Tsaghkahovit is located on the leading edge of a spur of Mt. Aragats directly overlooking the southern edge of the plain. The site extends across 39.6 ha, including the fortress outcrop, secondary ridge to the southeast, and two flanking basins The fortress hill (7.59 ha), identified on some maps as Kalachi Tepe, rises 80 m above the plain in a conical outcrop capped by a flat citadel (0.59 ha). Surrounding the citadel is a stone fortification wall in generally good condition. The fortification wall appears to have been constructed atop a stone foundation or revetment which itself rested on bedrock. The wall seems to have been constructed of variable medium and small-sized facing stones on both sides of a rubble core. The facing stones were moderately worked to give a flat surface on both the interior and exterior faces. Several buttresses punctuate the exterior wall face.
In 1998 Project ArAGATS conducted test excavations Tsaghkahovit that revealed occupations at the fortress dated to the Late Bronze Age II. Excavations continued in 2000, and 2002-2003. These investigations revealed remains from two major periods of occupation—the Late Bronze Age and Middle Iron Age (Achaemenid period). The stratigraphy of the citadel is generally rather straightforward with three superimposed primary occupation levels marked by both distinct architectural complexes and material culture assemblages. The uppermost building level dates to the early and developed Medieval periods of the 5th-14th centuries A.D. Materials from this period have been found across the citadel but the constructions of this era appear to be rather ephemeral, consisting primarily of basalt blocks set in irregular lines.

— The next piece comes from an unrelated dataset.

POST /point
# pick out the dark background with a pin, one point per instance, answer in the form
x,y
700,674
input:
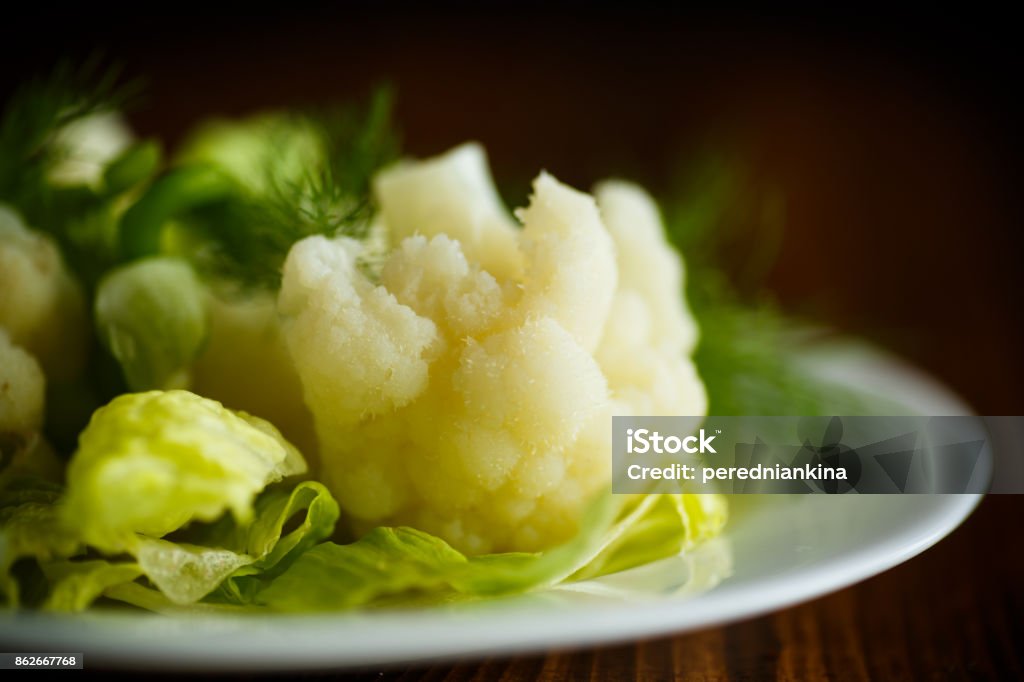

The most robust remains on the eastern citadel date to the mid-first millennium B.C. and are contemporary with the site’s extensive Middle Iron Age lower town. Set on prepared bedrock foundations, the lowest occupation level on the citadel was constructed during the Late Bronze Age. The Late Bronze Age levels at the site are particularly well-preserved on the terraces of the site, where there appears to have been little subsequent reoccupation. Significant portions of Late Bronze Age architecture remain well-preserved on the citadel as well, and the vast majority of the material assemblages from the citadel date to this period. The weight of evidence, including the extant radiocarbon determinations, indicates that the fortress walls (WC301, WC601, and WC1001) were constructed during the Late Bronze Age, suggesting the presence of an authoritative political institution able to draw on considerable wealth, skill, and labor. However, the subsequent Middle Iron constructions on the citadel appear to have dug into preceding levels and reused Late Bronze Age walls. As a result, despite the remarkable assemblages and architecture from the mid-second millennium B.C., there are few well-preserved contexts.
In 2005 and 2006, work on the citadel was discontinued as the focus of investigation shifted to detailing the Late Bronze and Middle Iron Age lower towns.